Background on the False Claims Act and Davis-Bacon Act
In 1863, during the Civil War, Congress enacted the False Claims Act (FCA) due to concerns that suppliers of goods to the Union Army were defrauding the Army. The FCA provided that any person who knowingly submitted false claims to the government was liable for double the government’s damages, plus a penalty of $2,000 for each false claim. Since its enactment, the FCA has been amended several times. In 1986, there were significant changes to the FCA, including increasing damages from double damages to treble damages and raising statutory penalties from $2,000 to a range of between $5,000 and $10,000 per violation. The FCA has been further amended three times since 1986. Over the life of the statute, federal courts have interpreted it on hundreds of occasions (with sometimes conflicting interpretations).
Less well known is the Davis-Bacon Act. In a nutshell, the Davis-Bacon Act of 1931 is a federal law that requires contractors to pay prevailing wages on public works projects. All federal government construction contracts (and most contracts for federally assisted construction projects) above a certain dollar threshold must include provisions that require contractors to pay on-site construction workers no less than the “locally prevailing wages and benefits” paid on similar construction projects. The Department of Labor calculates these prevailing wages and benefits on a regular basis, and the specific rate is then included in the contract itself.

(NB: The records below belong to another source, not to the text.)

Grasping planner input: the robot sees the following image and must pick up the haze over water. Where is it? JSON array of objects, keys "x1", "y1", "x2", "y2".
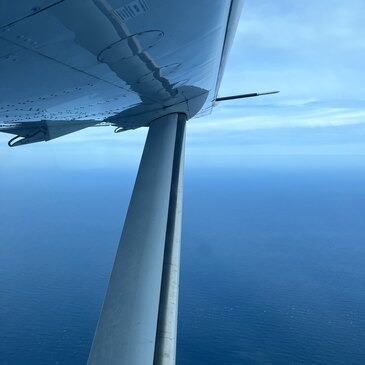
[{"x1": 0, "y1": 157, "x2": 365, "y2": 365}]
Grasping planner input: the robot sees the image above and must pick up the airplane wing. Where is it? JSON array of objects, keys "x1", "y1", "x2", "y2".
[
  {"x1": 0, "y1": 0, "x2": 242, "y2": 146},
  {"x1": 0, "y1": 0, "x2": 242, "y2": 365}
]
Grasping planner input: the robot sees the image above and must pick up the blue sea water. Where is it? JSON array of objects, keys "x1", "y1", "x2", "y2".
[{"x1": 0, "y1": 160, "x2": 365, "y2": 365}]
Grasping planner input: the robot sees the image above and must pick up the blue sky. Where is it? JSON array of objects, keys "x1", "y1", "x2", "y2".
[{"x1": 0, "y1": 0, "x2": 365, "y2": 167}]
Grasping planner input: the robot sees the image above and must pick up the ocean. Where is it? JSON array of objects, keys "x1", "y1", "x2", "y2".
[{"x1": 0, "y1": 163, "x2": 365, "y2": 365}]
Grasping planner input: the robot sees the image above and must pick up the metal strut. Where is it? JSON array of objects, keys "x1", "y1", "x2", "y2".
[{"x1": 88, "y1": 113, "x2": 186, "y2": 365}]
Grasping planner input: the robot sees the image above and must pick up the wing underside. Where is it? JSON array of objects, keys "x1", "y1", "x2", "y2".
[{"x1": 0, "y1": 0, "x2": 242, "y2": 145}]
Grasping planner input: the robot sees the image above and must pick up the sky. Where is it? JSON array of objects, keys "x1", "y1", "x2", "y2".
[{"x1": 0, "y1": 0, "x2": 365, "y2": 168}]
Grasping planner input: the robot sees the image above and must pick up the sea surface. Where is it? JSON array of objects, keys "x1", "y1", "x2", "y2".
[{"x1": 0, "y1": 163, "x2": 365, "y2": 365}]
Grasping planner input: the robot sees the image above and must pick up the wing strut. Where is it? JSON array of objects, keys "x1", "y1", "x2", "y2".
[{"x1": 88, "y1": 113, "x2": 186, "y2": 365}]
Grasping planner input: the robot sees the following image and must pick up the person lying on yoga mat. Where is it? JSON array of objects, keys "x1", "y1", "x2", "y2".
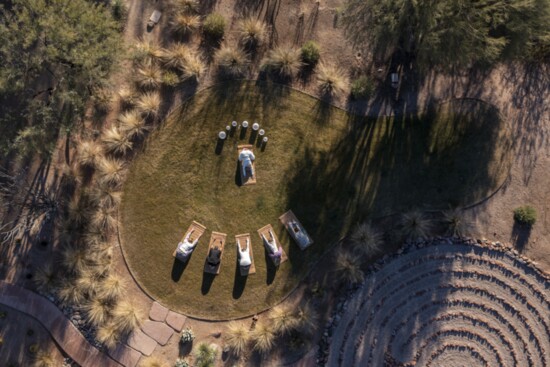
[
  {"x1": 237, "y1": 238, "x2": 252, "y2": 267},
  {"x1": 178, "y1": 229, "x2": 199, "y2": 257}
]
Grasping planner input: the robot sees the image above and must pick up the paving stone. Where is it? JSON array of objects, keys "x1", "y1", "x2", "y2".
[
  {"x1": 149, "y1": 302, "x2": 168, "y2": 321},
  {"x1": 141, "y1": 320, "x2": 174, "y2": 345},
  {"x1": 166, "y1": 311, "x2": 187, "y2": 332},
  {"x1": 109, "y1": 344, "x2": 142, "y2": 367},
  {"x1": 126, "y1": 330, "x2": 157, "y2": 356}
]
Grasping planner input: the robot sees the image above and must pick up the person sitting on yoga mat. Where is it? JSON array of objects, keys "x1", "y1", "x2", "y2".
[
  {"x1": 178, "y1": 229, "x2": 199, "y2": 257},
  {"x1": 237, "y1": 238, "x2": 252, "y2": 267},
  {"x1": 239, "y1": 148, "x2": 256, "y2": 177}
]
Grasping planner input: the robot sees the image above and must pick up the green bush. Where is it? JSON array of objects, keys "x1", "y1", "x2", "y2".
[
  {"x1": 514, "y1": 205, "x2": 537, "y2": 227},
  {"x1": 351, "y1": 75, "x2": 376, "y2": 99},
  {"x1": 202, "y1": 13, "x2": 225, "y2": 41},
  {"x1": 302, "y1": 41, "x2": 321, "y2": 66}
]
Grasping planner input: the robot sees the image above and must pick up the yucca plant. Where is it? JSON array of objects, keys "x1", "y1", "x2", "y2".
[
  {"x1": 238, "y1": 18, "x2": 267, "y2": 48},
  {"x1": 113, "y1": 301, "x2": 143, "y2": 335},
  {"x1": 251, "y1": 321, "x2": 276, "y2": 354},
  {"x1": 82, "y1": 297, "x2": 112, "y2": 327},
  {"x1": 171, "y1": 13, "x2": 201, "y2": 36},
  {"x1": 162, "y1": 43, "x2": 192, "y2": 70},
  {"x1": 101, "y1": 126, "x2": 132, "y2": 155},
  {"x1": 443, "y1": 208, "x2": 471, "y2": 236},
  {"x1": 32, "y1": 349, "x2": 58, "y2": 367},
  {"x1": 401, "y1": 210, "x2": 431, "y2": 240},
  {"x1": 335, "y1": 251, "x2": 364, "y2": 284},
  {"x1": 262, "y1": 47, "x2": 302, "y2": 78},
  {"x1": 182, "y1": 54, "x2": 206, "y2": 81},
  {"x1": 99, "y1": 274, "x2": 126, "y2": 302},
  {"x1": 33, "y1": 262, "x2": 57, "y2": 292},
  {"x1": 351, "y1": 223, "x2": 382, "y2": 256},
  {"x1": 136, "y1": 61, "x2": 162, "y2": 89},
  {"x1": 136, "y1": 92, "x2": 161, "y2": 117},
  {"x1": 317, "y1": 63, "x2": 349, "y2": 97},
  {"x1": 77, "y1": 140, "x2": 103, "y2": 168},
  {"x1": 139, "y1": 356, "x2": 170, "y2": 367},
  {"x1": 96, "y1": 322, "x2": 120, "y2": 350},
  {"x1": 91, "y1": 207, "x2": 118, "y2": 233},
  {"x1": 269, "y1": 305, "x2": 298, "y2": 335},
  {"x1": 214, "y1": 46, "x2": 248, "y2": 77},
  {"x1": 225, "y1": 321, "x2": 250, "y2": 356}
]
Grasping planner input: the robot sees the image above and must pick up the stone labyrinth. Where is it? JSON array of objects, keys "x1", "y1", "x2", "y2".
[{"x1": 322, "y1": 239, "x2": 550, "y2": 367}]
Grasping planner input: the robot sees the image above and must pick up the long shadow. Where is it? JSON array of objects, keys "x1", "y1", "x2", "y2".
[
  {"x1": 172, "y1": 254, "x2": 193, "y2": 282},
  {"x1": 201, "y1": 272, "x2": 216, "y2": 296},
  {"x1": 232, "y1": 261, "x2": 248, "y2": 299}
]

Davis-Bacon is an important priority of the United States government. Payments to construction companies doing the government’s work are expressly contingent upon the company certifying, on a weekly basis, its compliance with the Davis-Bacon Act. Contractors and subcontractors must also furnish weekly payroll certifications documenting the wages paid to each employee for that week. And if the subcontractors do not submit independent certifications, liability can flow upward to the prime contractor. This is where the recent Sixth Circuit case comes in.
In United States v. Circle C Construction, L.L.C., 2012 U.S. App. LEXIS 20433 (6th Cir. 2012), the United States government brought an FCA claim against Circle C Construction Company, a general contractor for the U.S. Army. Circle C Construction contracted with the Army to perform construction work on buildings at Fort Campbell in Tennessee. Under Davis-Bacon, Circle C’s contract required it to pay prevailing wages. The contract also required Circle C to submit certified payroll records verifying the payment of prevailing wages. Circle C subcontracted with Phase Tech to perform electrical work on the project. A Department of Labor investigation revealed that Phase Tech failed to pay prevailing wages. Circle C’s payroll certifications to the Army, however, verified that all workers (including Phase Tech’s workers) had been paid prevailing wages.
The U.S. claimed that Circle C violated the FCA by submitting applications for payment which falsely certified that all of its subcontractors paid prevailing wages in accordance with the Davis-Bacon Act. Circle C claimed that its failure to submit accurate certifications for Phase Tech did not evidence an intent to defraud the government but, rather, merely reflected sloppiness on Circle C’s part.
The Court found that it didn’t matter whether Circle C intended to defraud the government by submitting the false wage verifications. Invoking the “implied certification” theory of liability, the Court found that—regardless of Circle C’s intent—it violated the FCA by submitting the false wage certifications, since the Davis-Bacon Act affirmatively required it to police its subcontractors’ payment practices. In other words, the Court found Circle C liable under the FCA for its subcontractor’s failure to comply with Davis-Bacon and its own false certification of its subcontractor’s compliance with Davis-Bacon. The Court awarded the government over $500,000 in damages, which it then trebled (tripled) under the FCA, for a total damage award in excess of $1.5 million.
Both False Claims Act and Davis-Bacon claims involve hosts of procedural hurdles to overcome. But as confirmed in Circle C, primary contractors may be liable under the FCA for their subcontractors’ non-compliance with Davis-Bacon, and tremendous liability can flow to the contractor under Davis-Bacon through the False Claims Act. Fried & Bonder is currently reviewing similar cases against contractors for the failures of their subcontractors to pay prevailing wages.